= International Yacht Training Worldwide =

Boating training organization

International Yacht Training Worldwide (IYT Worldwide) is an independent sailing and boating training organization which provides education and training standards for professional and recreational boaters and yachtsmen and women. It was originally based entirely in Fort Lauderdale, Florida, USA; it is now a British Columbia, Canada Corporation based in Kelowna.
Its qualifications are similar to those of the Royal Yachting Association (RYA) at the recreational level, but IYT Worldwide also offers additional courses at the professional level. It is regulated by a number of Maritime Administrations and has an ISO Quality Management System to independently monitor and control all of its training standards. The IYT recreational yacht training system goes from introductory sailing through to Yachtmaster Ocean.

==History==

IYT Worldwide was founded by Mark Fry in 1998 as a credible alternative to the RYA with the purpose of providing training for crews of superyachts by offering professional yachtsmen and women the opportunity to train for their career outside the UK, a first for the professional yachting fraternity.
IYT Worldwide was approved, and its courses recognized by the UK Maritime and Coastguard Agency (MCA), in October 1999 and is now recognized as a world leader by multiple administrations due to its numerous (20 plus) international recognitions covering a large number of its courses. IYT has trained over 350,000 candidates in the last 22 years.
Due to its dedication to high standards, quality training and the implementation of its ISO 9001:2015 Quality Management System, the company has enjoyed an international expansion which now includes more than 300 partner schools in 64 countries. No other yacht training organisation is as internationally recognised or accepted as IYT.

==Global spread==
Initially recognized for its professional courses, IYT has successfully developed professional, recreational and other boating watersports courses delivered through licensed training schools. There are currently over 300 partner schools around the world in 64 different countries (November 2020). These include Australia, Austria, Bahamas, Barbados, Belarus, Brazil, British Virgin Islands, Brunei, Bulgaria, Canada, Cayman Islands, China, Croatia, Cyprus, Egypt, Estonia, Finland, France, French West Indies, Gibraltar, Greece, Honduras, Hungary, Hong Kong, Indonesia, Ireland, Israel, Italy, Kuwait, Latvia, Lebanon, Lithuania, Malaysia, Maldives, Malta, Moldova, Montenegro, Norway, Philippines, Poland, Portugal, Romania, Russia, Singapore, St Maarten, Slovakia, Slovenia, South Africa, Spain, St Lucia, Sweden, Switzerland, Taiwan, Thailand, Turkey, Ukraine, United Arab Emirates, United Kingdom and the United States.

==Membership==

There are two membership levels, those partner schools offering recreational courses and those offering professional yachting courses such as Master of Yachts (MOY) and STCW, Basic Safety Training.

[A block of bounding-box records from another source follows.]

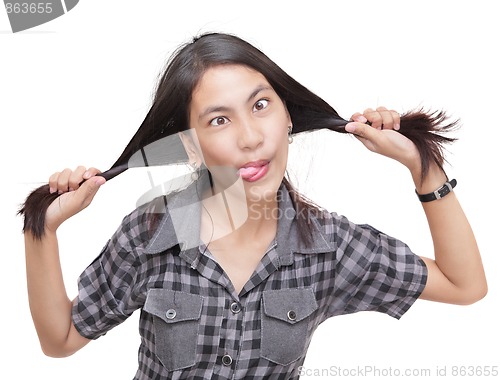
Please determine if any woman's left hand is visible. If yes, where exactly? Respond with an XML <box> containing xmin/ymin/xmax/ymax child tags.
<box><xmin>345</xmin><ymin>107</ymin><xmax>420</xmax><ymax>170</ymax></box>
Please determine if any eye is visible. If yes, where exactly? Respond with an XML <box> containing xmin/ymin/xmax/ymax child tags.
<box><xmin>253</xmin><ymin>99</ymin><xmax>269</xmax><ymax>111</ymax></box>
<box><xmin>210</xmin><ymin>116</ymin><xmax>229</xmax><ymax>127</ymax></box>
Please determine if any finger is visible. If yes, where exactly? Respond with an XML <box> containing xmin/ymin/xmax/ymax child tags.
<box><xmin>83</xmin><ymin>168</ymin><xmax>101</xmax><ymax>179</ymax></box>
<box><xmin>351</xmin><ymin>112</ymin><xmax>368</xmax><ymax>123</ymax></box>
<box><xmin>57</xmin><ymin>169</ymin><xmax>72</xmax><ymax>194</ymax></box>
<box><xmin>363</xmin><ymin>108</ymin><xmax>383</xmax><ymax>129</ymax></box>
<box><xmin>345</xmin><ymin>122</ymin><xmax>380</xmax><ymax>141</ymax></box>
<box><xmin>49</xmin><ymin>172</ymin><xmax>61</xmax><ymax>194</ymax></box>
<box><xmin>68</xmin><ymin>166</ymin><xmax>87</xmax><ymax>191</ymax></box>
<box><xmin>376</xmin><ymin>107</ymin><xmax>394</xmax><ymax>129</ymax></box>
<box><xmin>76</xmin><ymin>176</ymin><xmax>106</xmax><ymax>210</ymax></box>
<box><xmin>391</xmin><ymin>110</ymin><xmax>401</xmax><ymax>131</ymax></box>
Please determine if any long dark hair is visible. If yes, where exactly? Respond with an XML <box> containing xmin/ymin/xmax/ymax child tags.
<box><xmin>18</xmin><ymin>33</ymin><xmax>456</xmax><ymax>244</ymax></box>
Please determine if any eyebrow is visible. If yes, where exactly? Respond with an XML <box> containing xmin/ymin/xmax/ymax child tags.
<box><xmin>198</xmin><ymin>84</ymin><xmax>272</xmax><ymax>120</ymax></box>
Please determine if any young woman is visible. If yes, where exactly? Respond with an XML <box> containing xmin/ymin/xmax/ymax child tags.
<box><xmin>21</xmin><ymin>34</ymin><xmax>487</xmax><ymax>379</ymax></box>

Two levels of qualification may be obtained from IYT Worldwide training providers:

Level 1
- Recreational boating courses from ‘Introduction to Boating’ through ‘Recreational Yachtmaster Coastal, Yachmaster Offshore and Yachtmaster Ocean’ ( Modules 1 to 21 in the IYT Passport booklet)
- VHF SRC Radio Operators Certificate
- Small Powerboat & RIB Master (includes VHF certification)
- Superyacht Deck Crew (includes Small Powerboat & RIB Master and VHF)
- Superyacht Interior Crew
- International Certificate of Competency (ICC)
- Personal Watercraft Operations

Level 2
- Master of Yacht Training (MOY) – Mate 200 Ton/Coastal, Master of Yacht 200 Ton Limited and Master of Yacht 200 Ton Unlimited
- STCW ‘95 Basic Training – (Standard of Training and Certification for Watchkeepers) 5 Modules over 6 days – required by the IMO (International Maritime Organisation) for employment on commercially operated yachts carrying passengers.
- Diveboat Master Level 1 and Level 2 (includes General Engineering Knowledge)

==International Certificate of Competence - ICC==

International Certificate of Competence Also referred to as International Certificate of Competency, is intended to provide evidence of competence when requested by officials in foreign countries. It is often required to operate a vessel in EU waters, both coastal and internal.

An International Certificate of Competence (ICC) is a certificate which may be issued to anyone who has successfully completed certain national boating licenses or met the ICC Standards of Knowledge and practical competencies under UN Resolution 40. Almost all member states within the European Union have accepted the IYT World ICC.

Although only guaranteed to be accepted in countries that have adopted the relevant UN Resolution 40, the ICC is a useful document to carry and will generally be accepted where proof of competence is required.

In general terms an ICC is required for the inland waterways of Europe and for inland and coastal waters of Mediterranean countries. For the coastal waters of Northern Europe the ICC is generally not required, however to all of these generalizations there are exceptions.

If in doubt, be sure to check with the country administration you are visiting and the charter company that you are chartering with.